Diangkat Penasihat TNI, Tahir: Tidak Ada Conflict of Interest!
A
A
A
JAKARTA - Penobatan Executive Chairman Bank Mayapada, Dato' Sri Tahir sebagai Penasihat Bidang Kesejahtraan Prajurit Panglima TNI pada 18 September lalu menuai kritik.
Pasalnya penobatan itu melanggar UU Nomor 3 Tahun 2002 tentang Pertahanan dan UU Nomor 34 Tahun 2004 tentang TNI; satu satunya sumber anggaran tentara Indonesia
adalah APBN.
Bos Mayapada ini mengatakan pengangkatan dirinya bukan ujuk-ujuk. "Saya berteman dengan TNI sejak lama dan tempat tinggal prajurit itu sulit," ujarnya kepada SINDO Weekly (SINDO Weekly edisi 30 Tahun III, 25 September-1 Oktober 2014).
Sebagai penasihat, orang terkaya nomor 12 di Indonesia versi Majalah Forbes ini ingin membangun 1.000 rumah bagi prajurit TNI.
Namun bantuan tersebut dianggap bukan "hadiah sinterklas" alias gratis. Terkait itu, Tahir mengatakan tidak ada conflict of interest atau demi pengamanan bisnisnya.
Berikut penuturan Dato' Sri Tahir kepada SINDO Weekly.
Pengangkatan Anda sebagai Penasihat TNI dinilai kontroversial?
Bila ada yang mengatakan demikian, mereka perlu informasi tentang hubungan saya dengan TNI. Pengangkatan itu tidak ujuk-ujuk. Mungkin Pak Moeldoko melihat dari rekam jejak sebelumnya.
Saya membantu beasiswa anak-anak tentara zaman Pak George Toisutta (mantan KSAD)
hingga sekarang. Sekarang bangun rumah sakit kecil di Kopassus Cijantung. Pemikiran saya sebagai pengusaha untuk berusaha dengan baik, aman, dan damai di Indonesia karena jasa
besar TNI.
Sejak kapan dekat dengan TNI?
Saya berteman dengan TNI sejak lama. Dari dulu mainnya dengan teman-teman tentara.

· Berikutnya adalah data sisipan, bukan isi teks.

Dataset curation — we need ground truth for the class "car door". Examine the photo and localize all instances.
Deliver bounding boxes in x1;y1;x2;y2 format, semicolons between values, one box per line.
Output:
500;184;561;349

Lalu saya melihat tempat tinggal prajurit itu sulit. Terlebih jika memasuki masa
pensiun. Mereka harus keluar dari rumah dinas. Paling menyedihkan bila mereka
sudah pensiun. Atas dasar itu, saya ingin membantu mereka.
Sebagai Penasihat TNI, gagasan apa yang Anda berikan?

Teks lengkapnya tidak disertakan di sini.